On Friday I returned home to the sad news that Captain Beefheart (Don Van Vliet) had died, reportedly from complications from multiple schlerosis. He would have been 70 next month.
For me Captain Beefheart is one of the big guys, one of the major players. His influence is widespread and many of my favourite bands would not exist without him. I go through periods where I listen to his music over and over, sometimes I go a few weeks without hearing him at all, but he is never far from the top of my listening choices.
The Captain hadn't recorded any significant new music since 1982, so it is easy for anyone under 40 to miss him altogether. I was always distantly aware of the name, but as a teenage boy I found the dodgy humour of his school friend and collaborator Frank Zappa of interest to me.
However, whilst I was immersed in new and experimental music at university, I discovered his work by accident on a night out. I was in a taxi with a friend and the driver was playing his own music, not just the local radio. A song came on which was so beautiful yet it had something jarring, something that made you want to hear it again and again to work out what was going on. The song was 'Her Eyes Are A Blue Million Miles' from Beefheart's 1972 album Clear Spot and within a few days I had found a vinyl copy in Belfast's Good Vibrations record shop. It was the first Beefheart album I got and it's still my favourite. Some Trout Mask Replica devotees often sneer at my choice of fave Beefheart album as too mainstream (it's produced by Ted Templeman who went on work with Van Halen and Aerosmith amongst others), but it's actually the perfect way in to his world.
There are some conventional pop/rock songs (Too Much Time), some jerky time signatures (Sun Zoom Spark), some dadaist poetry (Golden Birdies) and some freeform guitar noise (Big Eyed Beans From Venus). After Clear Spot the floodgates opened and I explored his other work, embracing it all, always intrigued and rarely disappointed. Even the maligned Blue Jeans and Moonbeams starts with a beaut in Observatory Crest.

It is of course Trout Mask Replica that people hold up as the career highlight, the album to judge him by. What I'm trying to say is that there are other ways in to his work, and I would encourage anyone who is put off by TMR to dig deeper. I love Trout Mask Replica but every time I hear it I am reminded of Brian Eno's comment about it - "they sound like they never heard music before." So perceptive.
Not only did it stretch the boundaries of 'rock' music, but it played a major part in creating today's post-punk post-rock music world. Lester Bangs said that Beefheart was the most important artist to emerge from the '60s, more important than the Beatles, and he has a point. I know who I listen to more.

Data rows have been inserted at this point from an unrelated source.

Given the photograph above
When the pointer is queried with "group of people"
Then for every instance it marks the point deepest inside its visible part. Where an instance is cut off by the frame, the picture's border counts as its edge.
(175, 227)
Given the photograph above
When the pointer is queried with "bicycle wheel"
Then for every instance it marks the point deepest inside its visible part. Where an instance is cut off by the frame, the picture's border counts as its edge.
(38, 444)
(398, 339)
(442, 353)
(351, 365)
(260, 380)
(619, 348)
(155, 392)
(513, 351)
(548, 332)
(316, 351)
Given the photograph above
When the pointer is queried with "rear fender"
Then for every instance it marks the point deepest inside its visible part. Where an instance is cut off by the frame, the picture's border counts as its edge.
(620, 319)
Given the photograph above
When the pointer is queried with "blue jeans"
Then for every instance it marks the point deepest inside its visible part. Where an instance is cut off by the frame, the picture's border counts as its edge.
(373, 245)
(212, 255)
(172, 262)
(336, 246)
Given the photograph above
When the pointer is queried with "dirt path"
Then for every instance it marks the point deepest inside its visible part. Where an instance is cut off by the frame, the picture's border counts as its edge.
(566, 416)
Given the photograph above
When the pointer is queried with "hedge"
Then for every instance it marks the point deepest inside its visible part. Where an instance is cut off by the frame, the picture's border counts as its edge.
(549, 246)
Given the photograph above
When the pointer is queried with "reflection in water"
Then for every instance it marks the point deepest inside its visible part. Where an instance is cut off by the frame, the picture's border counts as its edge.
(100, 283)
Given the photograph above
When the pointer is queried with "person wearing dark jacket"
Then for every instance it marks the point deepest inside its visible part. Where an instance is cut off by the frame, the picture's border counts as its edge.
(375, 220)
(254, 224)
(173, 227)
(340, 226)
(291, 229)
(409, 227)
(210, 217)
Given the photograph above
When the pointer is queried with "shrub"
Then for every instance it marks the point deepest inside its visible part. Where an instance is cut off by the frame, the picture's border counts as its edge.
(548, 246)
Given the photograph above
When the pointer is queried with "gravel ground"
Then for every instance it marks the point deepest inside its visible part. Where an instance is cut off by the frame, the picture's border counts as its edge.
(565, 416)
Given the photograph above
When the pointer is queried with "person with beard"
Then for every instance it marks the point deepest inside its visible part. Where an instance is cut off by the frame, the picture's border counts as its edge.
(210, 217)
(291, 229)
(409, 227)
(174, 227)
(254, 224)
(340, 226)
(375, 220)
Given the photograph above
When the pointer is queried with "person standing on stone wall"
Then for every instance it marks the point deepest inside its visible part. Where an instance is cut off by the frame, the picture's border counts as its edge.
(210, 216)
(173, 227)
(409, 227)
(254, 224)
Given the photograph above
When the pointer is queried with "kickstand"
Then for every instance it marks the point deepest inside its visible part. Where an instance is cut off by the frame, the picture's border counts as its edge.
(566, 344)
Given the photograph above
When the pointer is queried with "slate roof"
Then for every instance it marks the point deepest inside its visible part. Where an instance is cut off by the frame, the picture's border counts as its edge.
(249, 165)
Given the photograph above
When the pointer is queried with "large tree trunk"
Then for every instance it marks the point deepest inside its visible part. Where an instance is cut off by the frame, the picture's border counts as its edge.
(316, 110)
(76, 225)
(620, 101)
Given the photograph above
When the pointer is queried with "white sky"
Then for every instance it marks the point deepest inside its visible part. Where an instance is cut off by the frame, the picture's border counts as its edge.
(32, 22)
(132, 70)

Captain Beefheart, (or Don Van Vliet) was a unique musician and artist. He had a prodigious talent for sculpture and won a scholarship to Europe when he was just 13, although he didn't take it up as his family relocated to the mojave desert. He also made more money from painting than he ever did from his music, though it is for the latter he will be remembered. With the Magic Band he was able to pull apart and reassemble the very structure of rock music and to follow his own vision. We can only hope to find someone with such a singular vision again.